Pernah suatu ketika ia bertanya perihal penipuan apa. Mina hanya tersenyum. Amin keburu meleleh. Tak ada lagi niat untuk mencari tahu. Hanya saja mungkin Mina tak mau keburukannya diketahui oleh orang yang dicinta, ia tetapkan pembenaran.

Tapi di sela kelimbungan, Mina bertutur. Kata-kata meluncur dari mulutnya seperti asap mesin uap. Mina terus menderas, setelah kemudian ditutup “Mereka anggap aku gila,” sambil tersenyum ke arah Amin. Amin pun tersenyum linglung.

Amin tak juga paham apa maksud sang kekasih misterius itu. Seperti juga saat dituduh kafir tukang sihir, kemudian buron. Mungkinkah seorang wanita lembut bisa melakukan hal-hal demikian?


***


Setengah sayu mata Amin perlahan terbuka. Ia baru saja hendak melakukan pencarian selanjutnya, namun siluet seseorang menerpa matanya, menghentikan langkahnya seketika. Seorang wanita kusam mematung dihadapannya.

MINA?! Meski molek tubuhnya berganti dengan kulit pembalut tulang, aura kecantikan masih terpancar. Wanita itu adalah Mina.

Tak sempat Amin menumpahkan bahagia, Mina seakan memberi isyarat agar terus bergerak –lakukan pencarian. Gelagapan, Amin nurut, walau agak dongkol dan sedikit menggerutu. Rasanya keinginan akan pencarian pudar seiring Mina menampakkan dirinya. Sosoknya telah memadamkan api nestapa Amin selama penantian panjang ini. Ia hanya ingin melepas rindu mesra, mungkin bersenggama.

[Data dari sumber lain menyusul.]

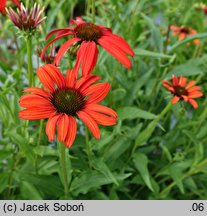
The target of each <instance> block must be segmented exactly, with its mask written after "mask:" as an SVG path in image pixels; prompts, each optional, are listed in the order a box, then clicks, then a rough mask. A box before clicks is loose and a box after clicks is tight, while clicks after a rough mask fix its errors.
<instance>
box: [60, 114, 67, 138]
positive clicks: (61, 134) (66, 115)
mask: <svg viewBox="0 0 207 216" xmlns="http://www.w3.org/2000/svg"><path fill="white" fill-rule="evenodd" d="M68 127H69V117H68V115H66V114H65V113H63V114H62V115H61V117H60V118H59V119H58V140H59V141H61V142H64V141H65V138H66V136H67V133H68Z"/></svg>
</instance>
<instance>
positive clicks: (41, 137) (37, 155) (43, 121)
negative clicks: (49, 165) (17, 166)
mask: <svg viewBox="0 0 207 216" xmlns="http://www.w3.org/2000/svg"><path fill="white" fill-rule="evenodd" d="M43 122H44V120H43V119H41V120H40V127H39V136H38V140H37V150H38V148H39V146H40V142H41V138H42V132H43ZM37 159H38V154H36V157H35V160H34V166H35V171H36V173H37V171H38V170H37Z"/></svg>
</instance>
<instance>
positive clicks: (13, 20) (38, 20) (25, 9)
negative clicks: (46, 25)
mask: <svg viewBox="0 0 207 216" xmlns="http://www.w3.org/2000/svg"><path fill="white" fill-rule="evenodd" d="M43 11H44V8H42V9H40V5H37V4H36V3H35V4H34V7H33V8H31V10H30V11H29V10H28V9H27V8H25V7H24V5H23V4H22V3H21V7H20V10H19V11H18V12H17V13H15V12H14V11H13V9H12V8H9V9H8V15H9V17H10V19H11V21H12V22H13V23H14V25H16V26H17V27H18V28H19V29H20V30H23V31H33V30H35V29H36V28H37V26H38V25H40V24H41V23H42V22H43V21H44V20H45V19H46V17H43V18H41V15H42V13H43Z"/></svg>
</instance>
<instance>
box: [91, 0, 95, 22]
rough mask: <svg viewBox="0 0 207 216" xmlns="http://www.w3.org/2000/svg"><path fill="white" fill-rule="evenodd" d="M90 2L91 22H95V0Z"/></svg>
mask: <svg viewBox="0 0 207 216" xmlns="http://www.w3.org/2000/svg"><path fill="white" fill-rule="evenodd" d="M91 3H92V23H95V0H91Z"/></svg>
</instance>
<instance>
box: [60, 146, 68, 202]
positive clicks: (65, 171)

Seiring berjalannya waktu, akhirnya mereka terbiasa dengan kekakuan. Banyak tanda tanya berkitar namun tak satu pun buka suara.

Waktu nyaris beku.


***


“Langit menghisap mereka semua,” suara Mina pun pecah dalam keantengan, tatapannya menyapu puing sunyi. Amin menelan ludah, membayangi huru-hara yang tengah terjadi kala itu.

“Dan tugas kita terus mencari…” Mina terus saja berjalan sambil komat-kamit tanpa sedikitpun melirik Amin yang terpekur, dahinya mengerut menerka seluruh maksud ucapan wanita berlesung pipi ini.

“Sebab, orok tak mungkin mendusta, seperti mereka semua,” lanjut kekasihnya itu.

Amin tetap berjalan di belakang Mina. Terus mencari.